The second potential undesirable impact of lock-in prices being
used for drug cost calculations and reporting under the Part D program
is interference with market competition. Because the cost shift from
the government to the beneficiary lowers the bid, it also causes the
plan's bid to become relatively more competitive. In fact, utilizing
lock-in prices would seem to provide a competitive advantage to plans
relative to other comparable plans that use pass-through prices, since
premium levels are tied to the relationship between the plan's bid and
the national average bid amount. The lower the plan's bid, the lower
the difference between the plan's bid and the national average bid
amount, and therefore, the lower the plan's premium. Unlike sponsors
who do not use PBMs or other intermediary contracting organizations
and, therefore, must base their bids on pass-through prices, those
using PBMs or other intermediary contracting organizations currently
have the option of using either pass-through or lock-in prices as the
basis for their bids. This greater flexibility may give the latter a
competitive advantage over the former. For example, to the extent a
sponsor believes a lower premium rather than lower cost-sharing makes
its plan more marketable, a sponsor contracting with a PBM may decide
to use lock-in prices in its bid in order to obtain a lower premium. In
addition, a sponsor may use lock-in prices in its bid to increase the
likelihood that its plan qualifies for auto-enrollment and facilitated
enrollment of LIS eligible individuals. To qualify for auto-enrollment
and facilitated enrollment, a plan's premium must be at or below the
low-income premium subsidy amount. A sponsor that is trying to gain or
retain enrollment of LIS eligible individuals may use lock-in prices to
help ensure that its plan premium is below the low-income premium
subsidy amount. Thus, CMS believes that allowing both pricing
approaches creates an unlevel playing field among plan sponsors. We
specifically solicit comments on the economic and public policy impacts
of this differential and whether it does in fact create an undesirable
unlevel playing field, as between Part D sponsors contracting with PBMs
or other intermediary contracting organizations and those who do not.

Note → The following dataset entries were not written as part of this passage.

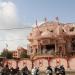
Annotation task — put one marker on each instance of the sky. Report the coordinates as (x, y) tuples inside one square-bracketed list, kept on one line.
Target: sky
[(23, 13)]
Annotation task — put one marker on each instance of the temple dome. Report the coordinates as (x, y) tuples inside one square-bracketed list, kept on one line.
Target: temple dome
[(47, 34)]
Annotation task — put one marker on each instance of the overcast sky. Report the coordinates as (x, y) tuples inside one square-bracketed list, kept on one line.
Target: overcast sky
[(22, 13)]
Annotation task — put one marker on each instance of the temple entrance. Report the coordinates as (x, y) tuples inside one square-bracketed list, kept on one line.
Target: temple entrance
[(50, 48)]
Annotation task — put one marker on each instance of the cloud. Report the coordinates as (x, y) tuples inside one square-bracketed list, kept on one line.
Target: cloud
[(9, 19)]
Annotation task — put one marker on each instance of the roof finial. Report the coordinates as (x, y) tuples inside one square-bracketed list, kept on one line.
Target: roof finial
[(45, 19), (57, 19), (36, 21)]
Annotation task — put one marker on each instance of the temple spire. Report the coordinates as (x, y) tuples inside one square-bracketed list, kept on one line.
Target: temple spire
[(57, 19), (45, 19)]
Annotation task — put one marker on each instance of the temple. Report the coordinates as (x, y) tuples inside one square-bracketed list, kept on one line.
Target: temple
[(51, 39)]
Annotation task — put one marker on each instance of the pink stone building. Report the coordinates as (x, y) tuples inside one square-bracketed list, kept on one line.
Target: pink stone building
[(52, 39)]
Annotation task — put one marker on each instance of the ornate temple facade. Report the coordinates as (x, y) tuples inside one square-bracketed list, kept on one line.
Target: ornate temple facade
[(52, 38)]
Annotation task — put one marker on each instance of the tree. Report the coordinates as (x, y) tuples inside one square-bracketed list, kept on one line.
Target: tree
[(24, 55), (7, 54)]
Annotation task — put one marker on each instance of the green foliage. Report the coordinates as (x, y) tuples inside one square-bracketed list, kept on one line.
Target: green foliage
[(7, 54), (24, 55)]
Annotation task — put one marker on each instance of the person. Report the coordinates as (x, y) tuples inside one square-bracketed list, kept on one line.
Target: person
[(37, 71), (25, 70), (6, 70), (18, 71), (1, 68), (33, 71), (12, 71), (57, 70), (49, 70), (62, 70)]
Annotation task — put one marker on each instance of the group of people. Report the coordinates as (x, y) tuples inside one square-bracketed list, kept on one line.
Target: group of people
[(58, 70), (5, 70)]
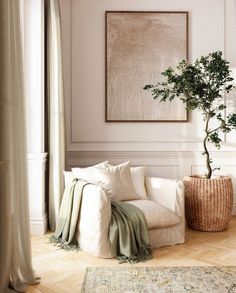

We also solicit comments on each of the potential undesirable results
discussed above.
In the discussion above we assumed that all other things were
equal, and that the shift from one pricing methodology to the other
only resulted in a shift in costs between the government and the
beneficiary. That is, that overall program costs remained the same
under either policy. However, arguments can be made that costs, both
administrative as well as drug costs, would not remain the same under
our proposed single approach.
On the one hand, some proponents of the lock-in approach have
expressed concerns that our proposal would increase drug costs over
time by discouraging the risk premium inherent in the lock-in method.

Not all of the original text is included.